Comme Marshall Rosenberg nous y invitait : commençons par nous relier à ce qui se passe en nous, avec lucidité et bienveillance.
Deux types de chaos
Pour commencer, distinguons deux formes de chaos :
- Le chaos extérieur : désordre matériel, confusion dans les systèmes, malentendus dans les communications, imprévus dans la coordination.
- Le chaos intérieur : surcharge mentale, tension, agitation émotionnelle, indécision, perte de repères.
Les deux sont souvent liés.
Quand c’est le chaos à l’extérieur, on peut vite se sentir débordé·e à l’intérieur.
Et quand c’est le chaos à l’intérieur, on a du mal à être clair·e, à agir avec discernement, à garder le cap.
Alors, comment ramener de la clarté en soi, pour mieux naviguer ce qui nous entoure?
Étape 1 : Observer sans interpréter
Dans le tumulte, notre premier réflexe est souvent d’interpréter, de juger, d’attribuer des torts : « C’est mal foutu », « On ne m’écoute jamais », « Il y a trop de pression », « Je perds mon temps ».

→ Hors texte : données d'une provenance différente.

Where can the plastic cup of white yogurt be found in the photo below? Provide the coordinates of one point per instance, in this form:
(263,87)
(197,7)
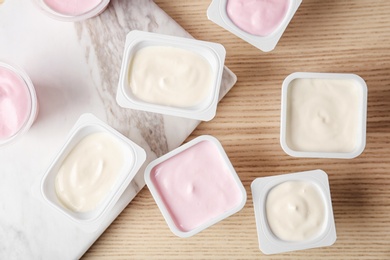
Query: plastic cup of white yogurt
(18,103)
(293,212)
(195,186)
(72,10)
(323,115)
(90,172)
(171,75)
(260,23)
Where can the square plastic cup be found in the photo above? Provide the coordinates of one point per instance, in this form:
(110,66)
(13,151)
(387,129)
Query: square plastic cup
(18,103)
(195,186)
(270,24)
(213,54)
(295,211)
(72,10)
(133,157)
(323,115)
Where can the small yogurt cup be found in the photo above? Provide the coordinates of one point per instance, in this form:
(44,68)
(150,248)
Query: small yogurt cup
(269,243)
(213,53)
(26,96)
(330,101)
(133,158)
(195,186)
(56,9)
(217,12)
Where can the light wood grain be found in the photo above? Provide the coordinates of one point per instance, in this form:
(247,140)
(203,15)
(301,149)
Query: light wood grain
(324,36)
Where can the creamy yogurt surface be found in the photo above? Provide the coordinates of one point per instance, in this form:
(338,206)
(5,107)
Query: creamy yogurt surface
(170,76)
(72,7)
(323,115)
(89,172)
(295,211)
(257,17)
(15,103)
(196,186)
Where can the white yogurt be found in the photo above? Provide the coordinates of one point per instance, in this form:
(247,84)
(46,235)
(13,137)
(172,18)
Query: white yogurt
(170,76)
(323,115)
(295,211)
(89,172)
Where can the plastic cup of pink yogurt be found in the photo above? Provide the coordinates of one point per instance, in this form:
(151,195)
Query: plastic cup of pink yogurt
(18,103)
(260,23)
(72,10)
(195,186)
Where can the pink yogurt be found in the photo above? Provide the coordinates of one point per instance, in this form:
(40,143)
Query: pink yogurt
(196,185)
(257,17)
(72,7)
(15,103)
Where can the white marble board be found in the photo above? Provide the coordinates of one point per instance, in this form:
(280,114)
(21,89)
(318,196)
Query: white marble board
(75,69)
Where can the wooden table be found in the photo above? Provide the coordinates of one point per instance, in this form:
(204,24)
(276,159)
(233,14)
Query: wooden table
(324,36)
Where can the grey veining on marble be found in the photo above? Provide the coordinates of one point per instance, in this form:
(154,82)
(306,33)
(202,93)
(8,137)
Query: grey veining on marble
(75,69)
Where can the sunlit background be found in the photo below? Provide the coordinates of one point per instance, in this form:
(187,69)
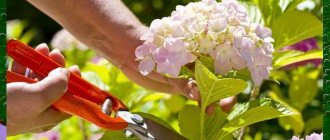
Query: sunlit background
(31,26)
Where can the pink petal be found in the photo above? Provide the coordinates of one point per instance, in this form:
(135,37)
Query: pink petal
(144,50)
(171,69)
(222,68)
(263,32)
(238,63)
(174,45)
(146,66)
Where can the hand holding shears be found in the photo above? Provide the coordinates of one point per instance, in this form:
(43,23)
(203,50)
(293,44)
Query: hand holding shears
(84,99)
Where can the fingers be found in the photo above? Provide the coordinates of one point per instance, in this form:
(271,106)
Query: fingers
(50,88)
(75,69)
(18,68)
(51,117)
(57,57)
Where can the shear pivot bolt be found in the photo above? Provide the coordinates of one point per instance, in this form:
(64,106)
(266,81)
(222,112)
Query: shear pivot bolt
(137,118)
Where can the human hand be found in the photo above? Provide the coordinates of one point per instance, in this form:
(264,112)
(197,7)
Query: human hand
(28,105)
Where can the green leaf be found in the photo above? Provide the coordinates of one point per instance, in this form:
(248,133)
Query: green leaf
(253,112)
(189,122)
(287,60)
(279,56)
(269,10)
(294,26)
(156,119)
(207,62)
(214,123)
(303,88)
(175,103)
(213,89)
(294,122)
(93,78)
(313,124)
(116,135)
(293,5)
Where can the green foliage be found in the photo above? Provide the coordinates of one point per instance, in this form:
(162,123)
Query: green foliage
(286,58)
(252,112)
(294,26)
(295,96)
(118,135)
(189,121)
(213,89)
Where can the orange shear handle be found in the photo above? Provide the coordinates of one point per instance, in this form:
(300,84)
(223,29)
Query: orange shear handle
(82,98)
(74,105)
(42,65)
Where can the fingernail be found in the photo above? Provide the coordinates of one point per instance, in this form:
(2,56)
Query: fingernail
(56,50)
(43,44)
(75,67)
(65,71)
(194,93)
(191,83)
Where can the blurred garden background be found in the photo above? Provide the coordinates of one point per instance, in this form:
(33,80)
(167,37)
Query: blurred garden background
(298,86)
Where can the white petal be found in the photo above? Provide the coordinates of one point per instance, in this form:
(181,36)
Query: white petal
(171,69)
(222,68)
(146,66)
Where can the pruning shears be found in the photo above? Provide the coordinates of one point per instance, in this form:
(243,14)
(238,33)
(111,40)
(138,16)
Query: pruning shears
(86,100)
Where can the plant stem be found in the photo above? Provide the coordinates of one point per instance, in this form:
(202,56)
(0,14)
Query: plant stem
(254,95)
(241,135)
(202,115)
(83,129)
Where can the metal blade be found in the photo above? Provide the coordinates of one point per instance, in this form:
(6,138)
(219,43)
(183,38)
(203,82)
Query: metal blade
(160,132)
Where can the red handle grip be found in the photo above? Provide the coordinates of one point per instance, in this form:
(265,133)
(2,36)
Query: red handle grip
(74,105)
(42,65)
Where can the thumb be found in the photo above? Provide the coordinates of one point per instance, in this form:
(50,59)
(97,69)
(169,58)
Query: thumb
(51,88)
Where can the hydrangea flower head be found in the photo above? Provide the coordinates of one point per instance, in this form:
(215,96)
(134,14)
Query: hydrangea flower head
(219,30)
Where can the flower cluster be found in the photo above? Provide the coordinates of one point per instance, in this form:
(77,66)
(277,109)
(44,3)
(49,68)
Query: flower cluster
(313,136)
(221,31)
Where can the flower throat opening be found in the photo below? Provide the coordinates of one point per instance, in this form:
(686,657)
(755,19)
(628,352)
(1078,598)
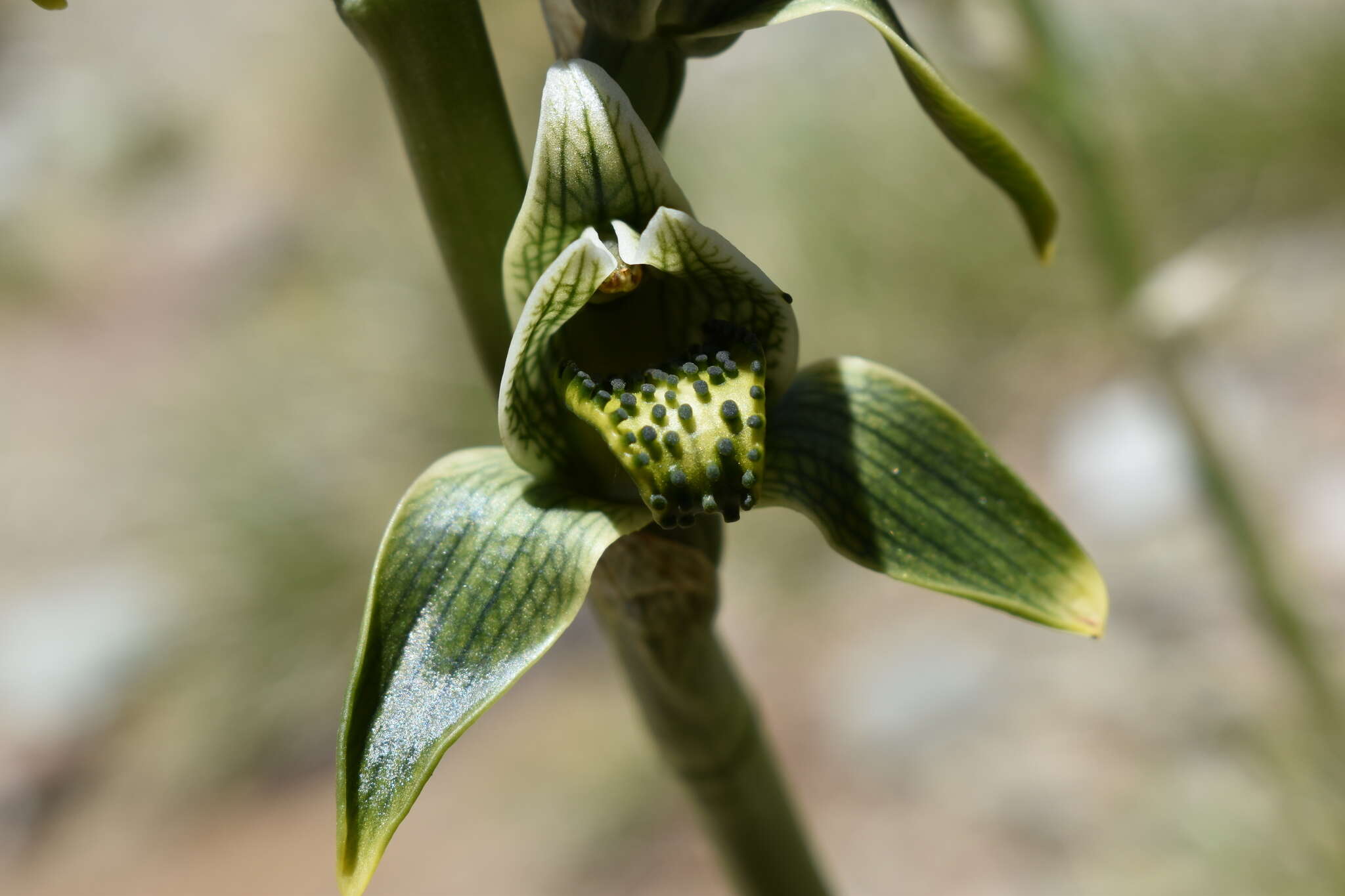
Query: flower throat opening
(692,431)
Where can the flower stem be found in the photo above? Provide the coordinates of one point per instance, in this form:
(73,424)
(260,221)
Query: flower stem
(657,601)
(437,65)
(1064,106)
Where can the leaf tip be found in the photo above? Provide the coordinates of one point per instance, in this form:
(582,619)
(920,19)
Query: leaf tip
(1086,606)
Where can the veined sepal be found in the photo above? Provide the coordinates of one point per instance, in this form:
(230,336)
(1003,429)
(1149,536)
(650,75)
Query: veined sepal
(693,286)
(899,482)
(481,570)
(594,163)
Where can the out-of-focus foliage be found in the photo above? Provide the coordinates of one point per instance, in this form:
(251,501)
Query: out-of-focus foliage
(227,347)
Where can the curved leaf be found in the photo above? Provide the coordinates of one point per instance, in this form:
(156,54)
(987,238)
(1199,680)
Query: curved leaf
(481,570)
(595,163)
(966,128)
(899,482)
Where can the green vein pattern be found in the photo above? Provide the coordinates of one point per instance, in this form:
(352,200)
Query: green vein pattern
(594,163)
(481,570)
(899,482)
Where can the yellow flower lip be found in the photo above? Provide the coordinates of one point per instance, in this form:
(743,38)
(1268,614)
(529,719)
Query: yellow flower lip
(690,435)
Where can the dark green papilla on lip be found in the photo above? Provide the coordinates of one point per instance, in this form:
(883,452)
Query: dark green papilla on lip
(491,551)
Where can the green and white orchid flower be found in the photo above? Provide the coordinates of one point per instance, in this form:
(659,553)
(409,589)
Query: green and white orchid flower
(651,379)
(705,27)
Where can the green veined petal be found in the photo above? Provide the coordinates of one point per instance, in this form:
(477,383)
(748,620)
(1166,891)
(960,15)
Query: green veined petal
(966,128)
(535,422)
(717,282)
(595,163)
(899,482)
(481,570)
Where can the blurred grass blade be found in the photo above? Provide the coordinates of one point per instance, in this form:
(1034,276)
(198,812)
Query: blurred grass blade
(595,163)
(481,571)
(899,482)
(966,128)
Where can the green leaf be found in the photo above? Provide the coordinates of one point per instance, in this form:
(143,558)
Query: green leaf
(899,482)
(595,163)
(966,128)
(481,570)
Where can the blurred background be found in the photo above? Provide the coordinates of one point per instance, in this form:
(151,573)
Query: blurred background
(227,347)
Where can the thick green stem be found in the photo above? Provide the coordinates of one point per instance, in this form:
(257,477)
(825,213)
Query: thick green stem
(1064,106)
(436,61)
(1274,605)
(657,599)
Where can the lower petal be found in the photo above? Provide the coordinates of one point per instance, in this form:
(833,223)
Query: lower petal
(481,570)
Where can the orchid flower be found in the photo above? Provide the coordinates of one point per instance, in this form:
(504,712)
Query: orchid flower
(651,381)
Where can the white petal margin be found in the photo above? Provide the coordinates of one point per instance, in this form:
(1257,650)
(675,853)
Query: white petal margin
(531,416)
(721,284)
(595,163)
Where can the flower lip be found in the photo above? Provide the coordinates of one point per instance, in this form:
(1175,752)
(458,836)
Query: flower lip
(690,433)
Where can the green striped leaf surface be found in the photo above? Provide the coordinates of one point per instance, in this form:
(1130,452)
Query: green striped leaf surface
(899,482)
(481,570)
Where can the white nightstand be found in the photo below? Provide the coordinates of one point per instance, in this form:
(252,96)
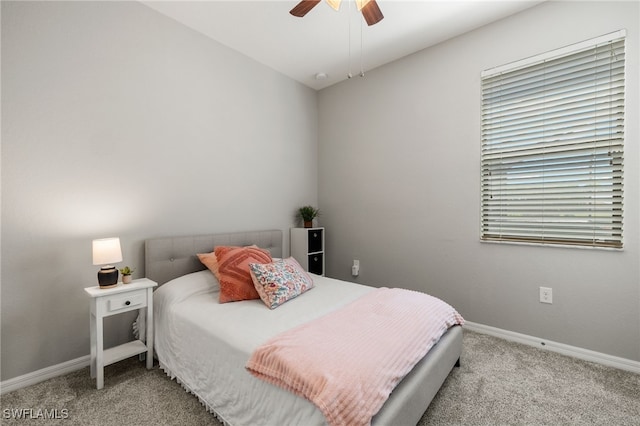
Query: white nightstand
(112,301)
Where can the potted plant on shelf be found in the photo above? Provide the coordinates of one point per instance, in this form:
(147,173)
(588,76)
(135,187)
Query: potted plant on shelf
(307,214)
(126,274)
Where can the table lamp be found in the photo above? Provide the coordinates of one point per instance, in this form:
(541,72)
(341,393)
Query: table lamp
(105,252)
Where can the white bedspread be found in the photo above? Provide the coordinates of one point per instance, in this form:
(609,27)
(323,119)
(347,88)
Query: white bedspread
(206,345)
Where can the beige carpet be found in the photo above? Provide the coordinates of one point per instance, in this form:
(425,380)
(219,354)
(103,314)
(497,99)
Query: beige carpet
(498,383)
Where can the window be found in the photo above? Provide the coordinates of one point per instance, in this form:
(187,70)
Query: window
(552,147)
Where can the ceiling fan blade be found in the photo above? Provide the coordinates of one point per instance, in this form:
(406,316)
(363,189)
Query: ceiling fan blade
(303,7)
(372,13)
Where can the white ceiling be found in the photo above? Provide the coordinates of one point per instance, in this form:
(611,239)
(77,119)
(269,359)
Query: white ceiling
(330,42)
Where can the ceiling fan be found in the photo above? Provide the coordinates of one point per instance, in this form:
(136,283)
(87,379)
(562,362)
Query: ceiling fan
(369,8)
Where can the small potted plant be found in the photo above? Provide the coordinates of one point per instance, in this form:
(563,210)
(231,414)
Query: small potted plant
(307,214)
(126,274)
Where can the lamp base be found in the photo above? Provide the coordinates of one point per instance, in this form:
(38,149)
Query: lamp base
(108,277)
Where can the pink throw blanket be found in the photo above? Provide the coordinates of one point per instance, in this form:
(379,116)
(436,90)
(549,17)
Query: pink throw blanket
(348,361)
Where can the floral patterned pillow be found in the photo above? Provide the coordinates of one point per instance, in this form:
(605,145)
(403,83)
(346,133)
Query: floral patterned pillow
(279,281)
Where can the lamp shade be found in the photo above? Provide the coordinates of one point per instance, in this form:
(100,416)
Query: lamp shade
(106,251)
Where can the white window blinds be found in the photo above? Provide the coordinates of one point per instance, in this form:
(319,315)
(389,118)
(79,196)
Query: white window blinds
(552,147)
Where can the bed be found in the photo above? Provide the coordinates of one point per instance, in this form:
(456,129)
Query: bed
(212,367)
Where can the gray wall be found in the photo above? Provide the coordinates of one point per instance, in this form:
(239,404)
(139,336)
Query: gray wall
(399,155)
(117,121)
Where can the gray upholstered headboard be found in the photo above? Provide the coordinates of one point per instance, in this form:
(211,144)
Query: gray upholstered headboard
(170,257)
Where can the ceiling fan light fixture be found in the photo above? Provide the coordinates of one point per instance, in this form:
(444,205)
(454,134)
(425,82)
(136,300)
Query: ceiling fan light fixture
(335,4)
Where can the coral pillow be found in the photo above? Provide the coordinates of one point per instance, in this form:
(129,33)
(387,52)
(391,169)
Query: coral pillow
(233,271)
(280,281)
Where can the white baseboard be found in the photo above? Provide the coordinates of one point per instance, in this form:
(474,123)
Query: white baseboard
(573,351)
(44,374)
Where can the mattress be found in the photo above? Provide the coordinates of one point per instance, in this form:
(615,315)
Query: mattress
(205,346)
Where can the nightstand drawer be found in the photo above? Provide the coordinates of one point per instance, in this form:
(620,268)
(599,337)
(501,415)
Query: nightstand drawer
(131,300)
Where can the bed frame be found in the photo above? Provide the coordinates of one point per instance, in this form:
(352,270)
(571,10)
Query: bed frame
(171,257)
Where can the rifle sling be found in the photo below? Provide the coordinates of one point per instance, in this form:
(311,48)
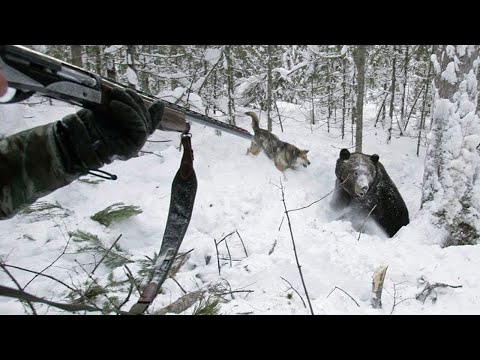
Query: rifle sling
(184,188)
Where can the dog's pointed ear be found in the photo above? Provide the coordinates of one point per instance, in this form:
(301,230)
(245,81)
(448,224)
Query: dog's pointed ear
(344,154)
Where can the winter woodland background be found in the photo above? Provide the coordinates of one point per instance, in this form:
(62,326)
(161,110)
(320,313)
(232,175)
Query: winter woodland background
(414,105)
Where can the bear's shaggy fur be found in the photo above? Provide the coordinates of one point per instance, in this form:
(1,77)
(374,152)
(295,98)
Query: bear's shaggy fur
(362,182)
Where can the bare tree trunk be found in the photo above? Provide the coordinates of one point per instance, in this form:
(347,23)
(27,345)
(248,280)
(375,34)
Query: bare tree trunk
(452,161)
(384,112)
(421,126)
(269,86)
(329,109)
(131,56)
(392,96)
(230,85)
(111,70)
(312,93)
(76,51)
(404,92)
(97,50)
(360,65)
(344,100)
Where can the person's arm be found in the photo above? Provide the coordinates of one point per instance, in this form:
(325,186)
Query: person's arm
(35,162)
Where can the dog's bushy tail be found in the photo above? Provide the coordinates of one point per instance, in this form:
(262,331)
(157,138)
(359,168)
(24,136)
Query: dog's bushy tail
(255,121)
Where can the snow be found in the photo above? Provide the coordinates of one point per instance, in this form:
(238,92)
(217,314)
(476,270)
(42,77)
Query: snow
(212,55)
(449,74)
(240,192)
(131,76)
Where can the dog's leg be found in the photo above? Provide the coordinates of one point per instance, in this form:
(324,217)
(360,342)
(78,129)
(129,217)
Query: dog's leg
(254,149)
(280,166)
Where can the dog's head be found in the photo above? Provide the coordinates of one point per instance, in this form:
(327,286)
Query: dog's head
(302,158)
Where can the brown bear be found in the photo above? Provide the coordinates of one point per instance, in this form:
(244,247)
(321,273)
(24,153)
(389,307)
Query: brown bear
(362,182)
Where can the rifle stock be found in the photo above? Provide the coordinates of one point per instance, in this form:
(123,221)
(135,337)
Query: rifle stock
(31,72)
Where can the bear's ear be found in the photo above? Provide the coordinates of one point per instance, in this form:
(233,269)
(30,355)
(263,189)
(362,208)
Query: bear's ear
(344,154)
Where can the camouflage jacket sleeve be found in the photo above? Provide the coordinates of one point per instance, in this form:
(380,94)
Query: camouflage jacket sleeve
(31,166)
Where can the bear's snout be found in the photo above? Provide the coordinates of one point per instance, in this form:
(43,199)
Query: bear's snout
(361,190)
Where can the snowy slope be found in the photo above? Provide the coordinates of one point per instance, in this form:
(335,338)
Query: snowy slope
(239,192)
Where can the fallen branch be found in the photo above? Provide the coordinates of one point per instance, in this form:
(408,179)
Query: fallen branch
(51,264)
(181,304)
(106,254)
(18,286)
(429,288)
(291,287)
(336,287)
(295,250)
(364,221)
(377,286)
(22,295)
(218,256)
(244,248)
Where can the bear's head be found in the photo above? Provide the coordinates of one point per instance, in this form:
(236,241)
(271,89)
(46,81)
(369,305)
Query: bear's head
(356,172)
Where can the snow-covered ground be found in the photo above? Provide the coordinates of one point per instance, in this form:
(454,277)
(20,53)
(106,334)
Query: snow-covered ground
(240,192)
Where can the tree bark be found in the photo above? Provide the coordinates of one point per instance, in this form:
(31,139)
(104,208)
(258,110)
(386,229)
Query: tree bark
(76,51)
(360,65)
(450,191)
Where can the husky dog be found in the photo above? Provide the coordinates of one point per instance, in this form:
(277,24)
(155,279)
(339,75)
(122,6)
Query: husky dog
(283,154)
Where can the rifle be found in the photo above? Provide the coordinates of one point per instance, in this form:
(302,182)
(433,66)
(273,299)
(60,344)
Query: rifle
(29,72)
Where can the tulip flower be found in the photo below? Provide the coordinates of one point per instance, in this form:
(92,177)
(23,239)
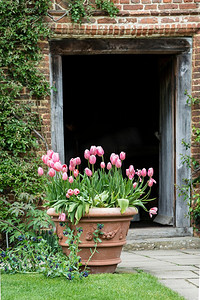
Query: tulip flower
(62,217)
(76,172)
(78,161)
(102,164)
(93,150)
(113,158)
(73,162)
(65,176)
(100,151)
(151,182)
(70,192)
(135,185)
(143,172)
(64,168)
(92,159)
(109,166)
(76,192)
(45,159)
(122,155)
(40,171)
(51,172)
(118,163)
(55,157)
(153,211)
(71,179)
(87,154)
(88,172)
(50,153)
(150,172)
(57,166)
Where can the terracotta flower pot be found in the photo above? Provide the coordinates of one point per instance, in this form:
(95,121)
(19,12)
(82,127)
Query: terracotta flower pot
(115,230)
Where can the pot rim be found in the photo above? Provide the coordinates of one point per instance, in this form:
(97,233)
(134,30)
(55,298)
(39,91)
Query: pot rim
(101,211)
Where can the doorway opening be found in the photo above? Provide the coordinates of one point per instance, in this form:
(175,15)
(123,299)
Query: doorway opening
(113,100)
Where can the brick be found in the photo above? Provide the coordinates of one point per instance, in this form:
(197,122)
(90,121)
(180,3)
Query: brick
(148,21)
(188,6)
(168,6)
(132,7)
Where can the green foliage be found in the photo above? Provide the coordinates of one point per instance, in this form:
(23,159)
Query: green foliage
(22,217)
(36,254)
(138,285)
(108,7)
(83,9)
(188,189)
(101,189)
(22,28)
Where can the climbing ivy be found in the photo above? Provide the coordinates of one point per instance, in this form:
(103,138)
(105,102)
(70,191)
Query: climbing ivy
(21,84)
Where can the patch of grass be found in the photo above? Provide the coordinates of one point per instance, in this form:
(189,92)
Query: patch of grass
(139,286)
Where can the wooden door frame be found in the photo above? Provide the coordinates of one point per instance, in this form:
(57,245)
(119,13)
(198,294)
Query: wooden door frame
(180,47)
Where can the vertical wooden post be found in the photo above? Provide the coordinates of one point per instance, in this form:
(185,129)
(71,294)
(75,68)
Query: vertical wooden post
(183,132)
(57,130)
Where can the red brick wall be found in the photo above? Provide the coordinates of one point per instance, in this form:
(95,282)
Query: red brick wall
(136,18)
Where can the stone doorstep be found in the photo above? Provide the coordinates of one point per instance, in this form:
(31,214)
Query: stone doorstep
(158,232)
(163,243)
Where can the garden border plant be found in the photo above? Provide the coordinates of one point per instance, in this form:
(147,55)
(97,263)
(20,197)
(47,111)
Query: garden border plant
(21,85)
(190,187)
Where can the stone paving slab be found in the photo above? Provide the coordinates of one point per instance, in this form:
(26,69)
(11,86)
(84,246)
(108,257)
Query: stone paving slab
(177,269)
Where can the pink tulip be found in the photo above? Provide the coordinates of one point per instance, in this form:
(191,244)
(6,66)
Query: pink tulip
(113,158)
(143,172)
(135,185)
(109,166)
(62,217)
(65,176)
(153,211)
(45,159)
(76,172)
(76,192)
(150,172)
(87,154)
(50,153)
(102,164)
(122,155)
(93,150)
(71,179)
(131,170)
(100,151)
(55,157)
(118,163)
(40,171)
(73,162)
(151,182)
(78,161)
(92,159)
(57,166)
(51,164)
(127,172)
(71,168)
(64,168)
(88,172)
(70,192)
(51,172)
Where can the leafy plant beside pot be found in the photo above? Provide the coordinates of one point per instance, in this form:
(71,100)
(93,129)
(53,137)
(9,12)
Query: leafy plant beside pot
(99,196)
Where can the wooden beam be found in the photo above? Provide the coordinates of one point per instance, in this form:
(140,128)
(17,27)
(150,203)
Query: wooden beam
(119,46)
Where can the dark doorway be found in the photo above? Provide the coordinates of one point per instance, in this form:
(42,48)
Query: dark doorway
(113,101)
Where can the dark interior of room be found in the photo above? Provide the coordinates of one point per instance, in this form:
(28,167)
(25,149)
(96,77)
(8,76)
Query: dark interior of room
(113,101)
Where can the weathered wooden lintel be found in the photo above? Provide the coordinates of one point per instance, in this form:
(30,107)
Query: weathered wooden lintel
(72,46)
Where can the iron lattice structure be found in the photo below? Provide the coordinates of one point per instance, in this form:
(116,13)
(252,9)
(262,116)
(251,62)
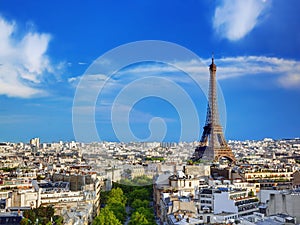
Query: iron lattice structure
(213,145)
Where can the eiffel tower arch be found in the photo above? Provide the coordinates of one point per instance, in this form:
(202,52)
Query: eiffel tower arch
(213,145)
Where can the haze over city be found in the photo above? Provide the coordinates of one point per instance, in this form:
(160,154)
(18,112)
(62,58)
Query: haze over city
(46,47)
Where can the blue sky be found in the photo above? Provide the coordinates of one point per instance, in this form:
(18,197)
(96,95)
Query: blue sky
(47,46)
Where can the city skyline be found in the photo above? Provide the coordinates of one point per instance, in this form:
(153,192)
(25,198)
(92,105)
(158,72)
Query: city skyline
(45,49)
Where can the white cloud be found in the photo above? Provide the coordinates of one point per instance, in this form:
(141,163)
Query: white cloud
(23,61)
(285,71)
(234,19)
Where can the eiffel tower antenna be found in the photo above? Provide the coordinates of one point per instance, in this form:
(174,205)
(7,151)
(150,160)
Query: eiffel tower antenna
(213,145)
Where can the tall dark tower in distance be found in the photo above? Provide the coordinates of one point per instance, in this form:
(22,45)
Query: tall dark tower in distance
(213,145)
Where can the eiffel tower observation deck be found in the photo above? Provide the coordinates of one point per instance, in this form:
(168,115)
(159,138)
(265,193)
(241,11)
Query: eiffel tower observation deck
(213,145)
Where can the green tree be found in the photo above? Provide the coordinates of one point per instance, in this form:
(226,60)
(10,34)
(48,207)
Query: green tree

💡 Ces pensées, si compréhensibles soient-elles, rajoutent du flou et du poids à notre expérience, et nous gardent prisonnier·ère·s du brouillard.
La première étape, en CNV, consiste à revenir à une observation factuelle, objective, vérifiable.
Par exemple :
«J’ai cherché le fichier habituel et je n’ai pas pu le retrouver en cinq minutes dans le nouveau système.»
Ce n’est ni une plainte, ni une critique, ni une généralisation. C’est une donnée claire, sur laquelle on peut s’appuyer pour démêler ce qui suit de manière constructive.
Étape 2 : Accueillir ce qui se passe en moi
Une fois les faits identifiés, je peux me demander: qu’est-ce que je ressens dans cette situation ?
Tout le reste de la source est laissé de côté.